Monday, January 5, 2009

Realities


The magic umbrella
Originally uploaded by KarensJilly

It's funny how every day can have a different character. Sometimes we don't see it, because we let monotony get the best of us, but I think I'm noticing it more now that I don't have many responsibilities to worry about, because of break.

For example, yesterday I didn't shower and didn't get dressed all day. I was generally feeling like a disgusting, dirty human being because of this and because my friends are all leaving me to go back to school. Not to mention PMS. (Yay TMI!) But the entire quality of my day changed when I looked at my phone around 5:30 - the first time I had bothered to do so all day - and had a text from my friend L (who I had thought was already back at school) asking if I wanted to get Chipotle for dinner. I was elated by a) the idea of getting out of the house and b) the surprise of knowing she was still in town when I thought I was all alone! I called her back and we had a very adventurous dinner time eating our burrito bols up at a makeout point at Tilden Park haha. There was a great view, a wild fox, and some creepy guys smoking pot who tried to get us to roll down the window to talk to them, but we left at that point...
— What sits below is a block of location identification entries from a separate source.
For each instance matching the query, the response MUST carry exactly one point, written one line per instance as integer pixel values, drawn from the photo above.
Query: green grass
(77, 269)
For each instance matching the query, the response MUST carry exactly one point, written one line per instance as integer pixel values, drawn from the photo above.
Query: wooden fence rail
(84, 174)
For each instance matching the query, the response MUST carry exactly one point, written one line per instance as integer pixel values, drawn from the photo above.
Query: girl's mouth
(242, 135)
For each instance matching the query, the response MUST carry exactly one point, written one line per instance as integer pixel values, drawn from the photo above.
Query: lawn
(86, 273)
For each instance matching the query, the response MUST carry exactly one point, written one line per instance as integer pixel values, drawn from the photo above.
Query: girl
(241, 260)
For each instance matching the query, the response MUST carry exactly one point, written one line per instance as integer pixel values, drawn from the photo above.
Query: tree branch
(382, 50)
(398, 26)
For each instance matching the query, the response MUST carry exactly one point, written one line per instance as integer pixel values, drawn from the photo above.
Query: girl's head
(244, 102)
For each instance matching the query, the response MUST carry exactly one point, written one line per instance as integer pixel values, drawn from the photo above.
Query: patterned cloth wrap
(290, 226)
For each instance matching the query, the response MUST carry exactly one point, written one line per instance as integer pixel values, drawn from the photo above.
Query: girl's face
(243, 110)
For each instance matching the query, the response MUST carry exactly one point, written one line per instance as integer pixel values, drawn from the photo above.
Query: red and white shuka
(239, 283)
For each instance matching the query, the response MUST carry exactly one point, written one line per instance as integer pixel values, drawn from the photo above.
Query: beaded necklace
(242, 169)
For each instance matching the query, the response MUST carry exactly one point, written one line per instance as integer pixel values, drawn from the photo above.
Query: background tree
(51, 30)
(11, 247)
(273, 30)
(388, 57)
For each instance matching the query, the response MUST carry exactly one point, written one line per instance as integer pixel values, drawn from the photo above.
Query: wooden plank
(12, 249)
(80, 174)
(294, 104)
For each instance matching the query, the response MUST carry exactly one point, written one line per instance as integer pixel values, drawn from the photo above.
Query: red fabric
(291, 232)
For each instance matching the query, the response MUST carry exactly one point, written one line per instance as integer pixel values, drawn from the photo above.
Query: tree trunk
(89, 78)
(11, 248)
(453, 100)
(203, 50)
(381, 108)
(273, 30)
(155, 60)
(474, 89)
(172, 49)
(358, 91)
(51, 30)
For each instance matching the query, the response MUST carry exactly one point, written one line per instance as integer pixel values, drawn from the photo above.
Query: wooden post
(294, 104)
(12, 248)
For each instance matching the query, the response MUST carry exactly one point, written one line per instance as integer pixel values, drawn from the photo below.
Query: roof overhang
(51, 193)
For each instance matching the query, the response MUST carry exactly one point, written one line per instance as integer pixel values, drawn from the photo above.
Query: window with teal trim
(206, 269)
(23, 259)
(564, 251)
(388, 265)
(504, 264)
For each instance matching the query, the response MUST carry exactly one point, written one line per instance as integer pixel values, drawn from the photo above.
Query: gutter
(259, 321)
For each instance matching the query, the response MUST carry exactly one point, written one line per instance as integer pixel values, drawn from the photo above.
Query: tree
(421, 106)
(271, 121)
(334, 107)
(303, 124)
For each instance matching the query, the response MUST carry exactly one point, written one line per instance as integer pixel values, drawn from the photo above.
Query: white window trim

Today has been a pretty relaxed day, in comparison. I've spent some time thinking about how silly it is to separate the ideas of a fun, frivolous life and the mundane parts of life like worrying madly about money (which I am actually doing, unfortunately). "Real life" tends to be what I call that mundane part of my existence, and the fun, introspective side is too often deemed unrealistic. But both are real, sometimes too much so.

For example, I went to my grandfather's house today, where a piano lives, to try my hand at the keys after what is surely years of not playing seriously. I just played. I played arpeggios and old pieces, and my motor memory strained pathetically to re-create the chords and phrases. It was good for me, but very frustrating, very real.